An example implementation:
# wsdl: http://www.abundanttech.com/webservices/deadoralive/deadoralive.wsdl
DEADORALIVE_SERVICE_ENDPOINT = {
:uri => 'http://www.abundanttech.com/WebServices/DeadOrAlive/DeadOrAlive.asmx',
:version => 1
}
class DeadoraliveService < Handsoap::Service
endpoint DEADORALIVE_SERVICE_ENDPOINT
def on_create_document(doc)
# register namespaces for the request
doc.alias 'tns', 'http://www.abundanttech.com/webservices/deadoralive'
end
def on_response_document(doc)
# register namespaces for the response
doc.add_namespace 'ns', 'http://www.abundanttech.com/webservices/deadoralive'
end
# public methods
def get_todays_birthdays
soap_action = 'http://www.abundanttech.com/webservices/deadoralive/getTodaysBirthdays'
response = invoke('tns:getTodaysBirthdays', soap_action)
(response/"//NewDataSet/Table").map do |table|
{
:full_name => (table/"FullName").to_s,
:birth_date => Date.strptime((table/"BirthDate").to_s, "%m/%d/%Y"),
:death_date => Date.strptime((table/"DeathDate").to_s, "%m/%d/%Y"),
:age => (table/"Age").to_s.gsub(/^\(([\d]+)\)$/, '\1').to_i,
:known_for => (table/"KnownFor").to_s,
:alive? => (table/"DeadOrAlive").to_s == "Alive"
}
end
end
end
Usage:
DeadoraliveService.get_todays_birthdays
SOAP4R always returns a SOAP::Mapping::Object which is sometimes a bit difficult to work with unless you are just getting the hash values that you can access using hash notation like so
weather['fullName']
However, it does not work when you have an array of hashes.
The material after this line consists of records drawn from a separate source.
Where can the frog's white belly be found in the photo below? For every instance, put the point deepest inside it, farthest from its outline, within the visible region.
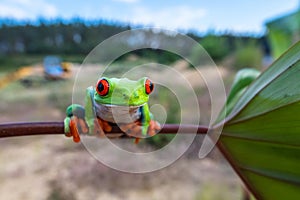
(118, 114)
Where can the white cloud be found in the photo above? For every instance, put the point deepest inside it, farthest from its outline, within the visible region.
(26, 9)
(183, 17)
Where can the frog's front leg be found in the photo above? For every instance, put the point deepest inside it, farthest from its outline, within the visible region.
(74, 123)
(145, 125)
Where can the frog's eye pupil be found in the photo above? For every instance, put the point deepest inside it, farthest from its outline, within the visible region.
(102, 87)
(149, 86)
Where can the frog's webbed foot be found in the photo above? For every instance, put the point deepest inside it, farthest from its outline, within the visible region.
(76, 126)
(135, 129)
(101, 127)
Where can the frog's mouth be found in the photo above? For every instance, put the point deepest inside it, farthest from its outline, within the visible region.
(117, 113)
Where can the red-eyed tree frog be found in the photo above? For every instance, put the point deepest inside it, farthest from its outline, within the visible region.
(113, 100)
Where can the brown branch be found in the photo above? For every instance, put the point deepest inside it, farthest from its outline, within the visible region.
(45, 128)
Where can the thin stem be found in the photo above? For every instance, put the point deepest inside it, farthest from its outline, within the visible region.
(45, 128)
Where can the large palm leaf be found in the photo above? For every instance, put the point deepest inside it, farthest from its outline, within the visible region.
(261, 135)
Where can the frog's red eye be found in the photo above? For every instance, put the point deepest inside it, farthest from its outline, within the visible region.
(149, 86)
(102, 87)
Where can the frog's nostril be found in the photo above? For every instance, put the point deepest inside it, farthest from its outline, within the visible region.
(125, 96)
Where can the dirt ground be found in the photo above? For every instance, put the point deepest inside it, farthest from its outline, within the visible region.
(54, 168)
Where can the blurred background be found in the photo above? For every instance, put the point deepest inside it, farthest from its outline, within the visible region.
(42, 45)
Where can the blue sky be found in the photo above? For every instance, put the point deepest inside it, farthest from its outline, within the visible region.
(199, 15)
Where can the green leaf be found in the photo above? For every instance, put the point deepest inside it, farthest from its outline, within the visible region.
(261, 135)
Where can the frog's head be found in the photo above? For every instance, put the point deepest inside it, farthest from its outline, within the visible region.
(123, 92)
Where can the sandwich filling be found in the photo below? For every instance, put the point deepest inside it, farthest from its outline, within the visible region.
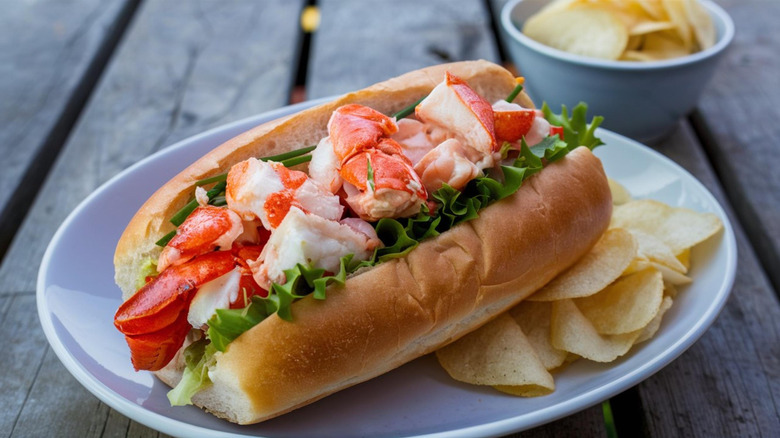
(265, 235)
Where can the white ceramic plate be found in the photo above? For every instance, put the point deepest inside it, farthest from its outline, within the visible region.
(77, 299)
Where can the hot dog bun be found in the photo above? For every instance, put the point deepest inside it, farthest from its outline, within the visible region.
(399, 310)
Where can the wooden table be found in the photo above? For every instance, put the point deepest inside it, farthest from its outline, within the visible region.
(89, 87)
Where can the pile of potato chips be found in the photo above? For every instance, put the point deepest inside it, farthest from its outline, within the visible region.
(627, 30)
(610, 300)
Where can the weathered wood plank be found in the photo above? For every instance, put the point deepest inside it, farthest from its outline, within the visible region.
(589, 422)
(183, 68)
(741, 111)
(726, 384)
(50, 54)
(24, 344)
(363, 42)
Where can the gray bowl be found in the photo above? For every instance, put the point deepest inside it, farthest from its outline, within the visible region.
(642, 100)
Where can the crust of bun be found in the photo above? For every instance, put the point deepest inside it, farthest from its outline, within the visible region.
(397, 311)
(136, 245)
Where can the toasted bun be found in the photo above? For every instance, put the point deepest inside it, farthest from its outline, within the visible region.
(399, 310)
(136, 246)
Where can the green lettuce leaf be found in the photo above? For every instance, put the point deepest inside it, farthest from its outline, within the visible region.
(198, 356)
(576, 130)
(399, 236)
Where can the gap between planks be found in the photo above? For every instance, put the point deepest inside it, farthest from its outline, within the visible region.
(744, 210)
(20, 202)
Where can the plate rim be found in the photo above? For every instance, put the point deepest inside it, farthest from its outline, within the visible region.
(535, 418)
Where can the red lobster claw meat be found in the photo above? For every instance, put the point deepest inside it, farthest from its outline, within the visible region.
(355, 128)
(205, 229)
(155, 313)
(390, 172)
(152, 351)
(512, 125)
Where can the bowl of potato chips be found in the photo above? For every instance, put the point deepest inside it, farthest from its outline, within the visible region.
(642, 64)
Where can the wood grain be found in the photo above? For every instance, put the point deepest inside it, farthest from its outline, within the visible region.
(183, 68)
(50, 54)
(25, 346)
(741, 111)
(727, 383)
(363, 42)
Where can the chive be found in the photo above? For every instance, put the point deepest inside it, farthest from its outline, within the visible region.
(218, 178)
(185, 211)
(290, 162)
(165, 239)
(514, 93)
(406, 112)
(291, 154)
A work around is to get the result in xml format instead of SOAP::Mapping::Object. To do that I will modify your code as
require 'soap/wsdlDriver'
wsdl="http://www.abundanttech.com/webservices/deadoralive/deadoralive.wsdl"
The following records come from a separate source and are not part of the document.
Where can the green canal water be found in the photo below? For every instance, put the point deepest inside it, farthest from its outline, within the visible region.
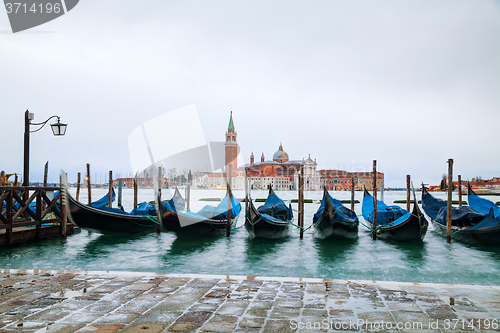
(432, 260)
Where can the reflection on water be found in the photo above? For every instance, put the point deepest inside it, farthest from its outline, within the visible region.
(432, 260)
(257, 249)
(186, 245)
(415, 252)
(332, 251)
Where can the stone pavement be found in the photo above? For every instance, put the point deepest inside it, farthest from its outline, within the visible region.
(77, 301)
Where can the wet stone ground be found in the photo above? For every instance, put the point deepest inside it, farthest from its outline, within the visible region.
(74, 301)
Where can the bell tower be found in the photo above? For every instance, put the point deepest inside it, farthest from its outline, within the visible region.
(231, 146)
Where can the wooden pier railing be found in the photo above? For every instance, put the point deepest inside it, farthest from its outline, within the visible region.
(15, 210)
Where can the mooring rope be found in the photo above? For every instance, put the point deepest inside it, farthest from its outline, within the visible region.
(152, 218)
(376, 229)
(298, 226)
(453, 233)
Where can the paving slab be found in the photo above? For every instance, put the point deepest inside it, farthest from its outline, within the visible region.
(77, 301)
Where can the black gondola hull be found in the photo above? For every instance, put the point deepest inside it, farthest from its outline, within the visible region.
(94, 219)
(188, 225)
(259, 227)
(411, 230)
(328, 227)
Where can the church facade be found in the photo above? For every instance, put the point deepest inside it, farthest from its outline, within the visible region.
(281, 173)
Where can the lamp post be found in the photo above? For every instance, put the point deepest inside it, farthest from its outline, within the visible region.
(57, 128)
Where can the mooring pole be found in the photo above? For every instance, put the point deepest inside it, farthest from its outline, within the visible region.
(135, 191)
(160, 185)
(88, 183)
(120, 186)
(450, 191)
(78, 186)
(246, 193)
(64, 200)
(374, 225)
(301, 201)
(408, 193)
(188, 196)
(110, 194)
(460, 190)
(352, 191)
(229, 194)
(45, 174)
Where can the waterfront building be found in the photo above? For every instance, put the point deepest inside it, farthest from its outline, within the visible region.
(281, 173)
(217, 180)
(339, 180)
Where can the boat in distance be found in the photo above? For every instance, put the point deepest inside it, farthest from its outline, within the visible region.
(395, 223)
(333, 219)
(271, 220)
(468, 225)
(209, 221)
(104, 219)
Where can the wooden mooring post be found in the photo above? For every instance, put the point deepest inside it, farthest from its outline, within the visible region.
(78, 186)
(374, 225)
(120, 192)
(88, 184)
(12, 218)
(110, 192)
(450, 200)
(246, 193)
(352, 191)
(301, 201)
(63, 179)
(188, 196)
(135, 191)
(160, 185)
(460, 190)
(229, 194)
(408, 180)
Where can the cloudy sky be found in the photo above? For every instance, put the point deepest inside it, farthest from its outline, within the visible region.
(408, 83)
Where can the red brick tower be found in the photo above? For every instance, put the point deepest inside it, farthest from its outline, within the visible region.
(231, 146)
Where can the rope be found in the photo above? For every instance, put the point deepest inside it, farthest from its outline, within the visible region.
(376, 229)
(453, 233)
(298, 226)
(234, 229)
(153, 219)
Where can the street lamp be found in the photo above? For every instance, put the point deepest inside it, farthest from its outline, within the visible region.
(57, 128)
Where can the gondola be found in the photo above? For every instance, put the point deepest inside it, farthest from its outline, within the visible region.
(271, 220)
(209, 221)
(395, 223)
(468, 225)
(170, 208)
(104, 219)
(334, 219)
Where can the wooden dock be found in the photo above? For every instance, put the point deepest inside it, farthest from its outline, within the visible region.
(32, 213)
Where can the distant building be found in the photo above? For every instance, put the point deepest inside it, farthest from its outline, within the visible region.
(281, 173)
(339, 180)
(217, 179)
(141, 182)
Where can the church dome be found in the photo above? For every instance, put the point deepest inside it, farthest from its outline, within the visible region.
(280, 155)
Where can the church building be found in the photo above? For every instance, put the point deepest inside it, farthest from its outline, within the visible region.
(281, 173)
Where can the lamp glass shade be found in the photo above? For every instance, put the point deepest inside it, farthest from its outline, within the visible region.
(58, 128)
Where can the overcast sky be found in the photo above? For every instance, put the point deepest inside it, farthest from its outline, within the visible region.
(409, 83)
service=SOAP::WSDLDriverFactory.new(wsdl).create_rpc_driver
service.return_response_as_xml = true
weather=service.getTodaysBirthdays('1/26/2010')
Now the above would give you an xml response which you can parse using nokogiri or REXML. Here is the example using REXML
require 'rexml/document'
rexml = REXML::Document.new(weather)
birthdays = nil
rexml.each_recursive {|element| birthdays = element if element.name == 'getTodaysBirthdaysResult'}
birthdays.each_recursive{|element| puts "#{element.name} = #{element.text}" if element.text}
This will print out all elements that have any text.
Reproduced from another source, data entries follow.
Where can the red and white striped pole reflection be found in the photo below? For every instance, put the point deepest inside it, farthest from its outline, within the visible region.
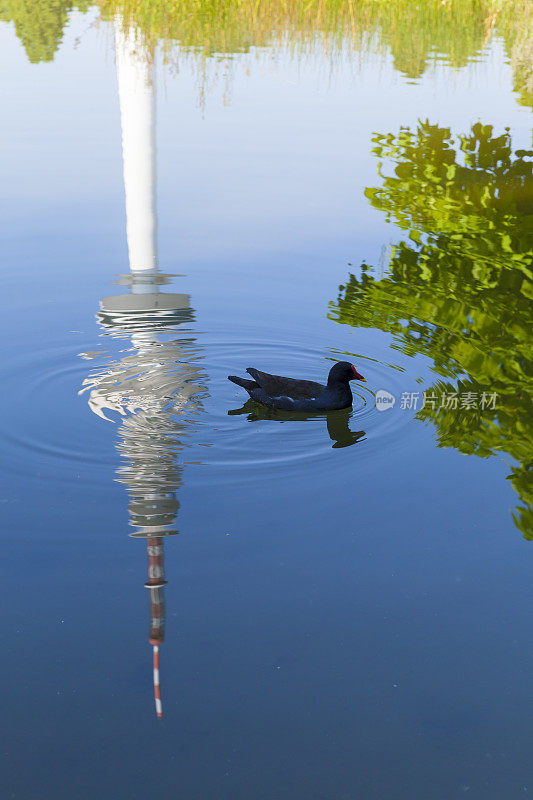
(155, 583)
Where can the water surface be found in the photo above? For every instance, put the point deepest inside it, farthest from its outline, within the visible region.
(347, 606)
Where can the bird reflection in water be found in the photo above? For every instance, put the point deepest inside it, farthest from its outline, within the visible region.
(337, 421)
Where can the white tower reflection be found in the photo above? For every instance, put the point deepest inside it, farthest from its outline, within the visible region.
(155, 384)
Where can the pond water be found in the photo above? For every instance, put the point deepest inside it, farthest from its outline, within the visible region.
(345, 611)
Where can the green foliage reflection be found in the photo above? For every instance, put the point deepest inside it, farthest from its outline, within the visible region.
(460, 288)
(39, 24)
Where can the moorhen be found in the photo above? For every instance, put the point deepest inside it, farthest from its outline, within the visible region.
(290, 394)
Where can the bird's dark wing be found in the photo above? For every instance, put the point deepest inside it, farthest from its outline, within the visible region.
(277, 386)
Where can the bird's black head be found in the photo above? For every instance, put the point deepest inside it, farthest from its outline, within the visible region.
(342, 372)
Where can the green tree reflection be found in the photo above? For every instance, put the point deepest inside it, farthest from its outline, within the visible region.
(39, 24)
(459, 290)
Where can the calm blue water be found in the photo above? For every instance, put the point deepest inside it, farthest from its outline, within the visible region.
(341, 622)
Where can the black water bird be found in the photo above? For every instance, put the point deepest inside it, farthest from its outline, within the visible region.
(291, 394)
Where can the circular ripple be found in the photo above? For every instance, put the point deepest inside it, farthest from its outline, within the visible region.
(244, 437)
(49, 429)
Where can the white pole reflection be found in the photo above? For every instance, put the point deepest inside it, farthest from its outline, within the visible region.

So once you have created an xml document you can pretty much do anything depending upon the methods the library you choose has ie. REXML or Nokogiri
Well, Here's my suggestion.
The issue is, you have to snag the right part of the result, one that is something you can actually iterator over. Unfortunately, all the inspecting in the world won't help you because it's a huge blob of unreadable text.
What I do is this:
File.open('myresult.yaml', 'w') {|f| f.write(result.to_yaml) }
This will be a much more human readable format. What you are probably looking for is something like this:
--- !ruby/object:SOAP::Mapping::Object
__xmlattr: {}
__xmlele:
- - &id024 !ruby/object:XSD::QName
name: ListAddressBooksResult <-- Hash name, so it's resul["ListAddressBooksResult"]
namespace: http://apiconnector.com
source:
- !ruby/object:SOAP::Mapping::Object
__xmlattr: {}
__xmlele:
- - &id023 !ruby/object:XSD::QName
name: APIAddressBook <-- this bastard is enumerable :) YAY! so it's result["ListAddressBooksResult"]["APIAddressBook"].each
namespace: http://apiconnector.com
source:
- - !ruby/object:SOAP::Mapping::Object
The above is a result from DotMailer's API, which I spent the last hour trying to figure out how to enumerate over the results. The above is the technique I used to figure out what the heck is going on. I think it beats using REXML etc this way, I could do something like this:
result['ListAddressBooksResult']['APIAddressBook'].each {|book| puts book["Name"]}
Well, I hope this helps anyone else who is looking.